A judge has placed a hold on what would have been the first law in the U.S.to allow drivers of ride-hailing services to unionize.
Brazilian cab drivers have complained that Uber and similar companies are unfair competition because their drivers don't have to pay city fees or undergo official inspections. The Chamber, which counts ride-hailing companies Uber and Lyft as members, argued the ordinance violates antitrust laws by allowing independent contractors to collude through collective bargaining to fix prices.
In his ruling, the judge said his decision shouldn't be read as an indication of how he'll rule when the issues are fully briefed.
The Boston Herald said the drivers were let go after Uber and Lyft received the results of the background checks this week.
The Teamsters Union Local 117, which backed the law, now hopes to contact drivers about unionizing but needs their information from the ride-share companies to reach them all. "However, under MA law, Lyft's commercial background check provider, like all consumer reporting agencies, is legally prevented from looking back further than seven years into driver applicants' histories", Lyft said in a written statement.

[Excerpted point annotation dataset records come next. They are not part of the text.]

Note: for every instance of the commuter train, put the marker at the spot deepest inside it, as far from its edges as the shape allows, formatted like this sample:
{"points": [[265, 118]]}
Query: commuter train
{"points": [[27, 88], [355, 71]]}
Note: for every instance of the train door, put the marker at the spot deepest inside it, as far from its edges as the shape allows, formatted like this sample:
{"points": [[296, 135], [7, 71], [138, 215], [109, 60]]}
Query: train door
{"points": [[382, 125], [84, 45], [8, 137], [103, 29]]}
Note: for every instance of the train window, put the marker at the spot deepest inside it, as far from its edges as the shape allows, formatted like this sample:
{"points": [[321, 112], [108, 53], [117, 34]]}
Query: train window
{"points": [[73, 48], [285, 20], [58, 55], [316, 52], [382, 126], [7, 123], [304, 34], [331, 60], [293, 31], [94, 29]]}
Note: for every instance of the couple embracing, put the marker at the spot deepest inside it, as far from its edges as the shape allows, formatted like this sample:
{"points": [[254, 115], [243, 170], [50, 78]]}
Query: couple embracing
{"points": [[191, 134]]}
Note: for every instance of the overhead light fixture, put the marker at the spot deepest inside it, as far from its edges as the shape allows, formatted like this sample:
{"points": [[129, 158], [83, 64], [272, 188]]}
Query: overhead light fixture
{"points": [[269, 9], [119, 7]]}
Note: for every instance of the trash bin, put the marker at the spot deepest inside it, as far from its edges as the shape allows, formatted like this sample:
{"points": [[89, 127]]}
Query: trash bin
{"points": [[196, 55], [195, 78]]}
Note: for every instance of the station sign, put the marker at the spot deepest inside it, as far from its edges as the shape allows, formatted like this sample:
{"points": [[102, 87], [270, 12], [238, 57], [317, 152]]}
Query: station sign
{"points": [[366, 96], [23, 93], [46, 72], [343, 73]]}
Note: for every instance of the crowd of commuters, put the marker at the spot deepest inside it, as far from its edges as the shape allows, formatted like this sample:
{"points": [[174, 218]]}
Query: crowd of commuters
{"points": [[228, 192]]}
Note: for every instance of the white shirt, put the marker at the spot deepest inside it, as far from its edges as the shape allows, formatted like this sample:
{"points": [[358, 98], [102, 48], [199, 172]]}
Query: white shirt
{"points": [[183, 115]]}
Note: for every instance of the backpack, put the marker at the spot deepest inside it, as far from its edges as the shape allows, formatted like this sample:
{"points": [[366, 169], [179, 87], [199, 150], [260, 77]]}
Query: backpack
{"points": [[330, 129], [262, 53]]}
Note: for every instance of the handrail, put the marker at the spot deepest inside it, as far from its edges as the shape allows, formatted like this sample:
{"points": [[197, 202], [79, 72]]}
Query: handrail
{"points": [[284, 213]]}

MA officials said Wednesday that 8,206 of the 70,789 applicants-more than 11 percent-were rejected, according to media reports. City attorneys argue that independent contractors are more akin to the first three than supervisors and the city has the authority to permit them to unionize.
Lyft spokesman Adrian Durbin said the company's background check provider is legally prevented from looking back more than seven years. Uber immediately sued to halt the plan from moving forward but was stymied by a Washington state judge who ruled in favor of the city late last month. He said he felt encouraged by the judge's comments that the city's law was prompted by "reasonable public policy concerns". "These drivers aren't guaranteed any minimum wage".
"We knew they were going to do everything they could to stop drivers from having a voice", Teamsters 117 Business Representative Dawn Gearhart tells The Stranger today.